Our Work

History of Stormwater Regulation

* Stormwater pollution has been regulated for decades.
  • In 1977, VNRC successfully appealed a stormwater discharge permit for Pyramid Mall in Williston.
  • Standards for treatment date back to policies adopted by ANR in 1981;
  • Treatment standards have improved as the understanding of the science has improved; currently, ANR acknowledges that the 2002 standards represent "the best," "most comprehensive" practices for treating stormwater pollution.


* In 1995, with resources dwindling at the Agency of Natural Resources, an administrative decision was made to all but abandon Vermont’s stormwater permitting program.
  • The stormwater program was left with the equivalent of 1/10 of a full time employee to issue and renew stormwater permits.
  • Stormwater permits began to expire, culminating in over 1,000 expired permits by 2000.
    • No one actually knows the exact number of expired permits, including ANR.
    • Permit holders unsuccessfully attempting to renew permits are protected—if ANR chooses not to act on a renewal request, permits are considered "administratively continued."


* The stormwater pollution statutes were revised in 2000.
  • Required the Agency of Natural Resources to come up with a better state-wide plan for treating stormwater pollution.
  • When drafting a plan for stormwater pollution, required that "Any permit issued for existing discharges… shall include a schedule of compliance of no longer than five years reasonably designed to assure attainment of the water quality standards in the receiving waters."
  • Authorized ANR to issue individual or general permits in impaired waters, an option that ANR could exercise at any time, regardless of recent decisions by the Water Resources Board.

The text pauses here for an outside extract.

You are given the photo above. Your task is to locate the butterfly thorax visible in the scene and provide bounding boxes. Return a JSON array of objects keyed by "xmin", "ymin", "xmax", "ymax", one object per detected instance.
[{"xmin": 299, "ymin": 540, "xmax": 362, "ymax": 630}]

* The stormwater pollution statutes were revised again in 2002.
  • Reaffirmed the 5 year compliance schedule for impaired waters;
  • Allowed ANR the option of issuing Watershed Improvement Permits, or WIPs.
    • WIPs are based on treatment practices rather than in-stream water quality assessments that are based on water quality standards.
    • As a safety net for relying solely on management practices, WIPs can only be used if a five year schedule of compliance is included in the permit.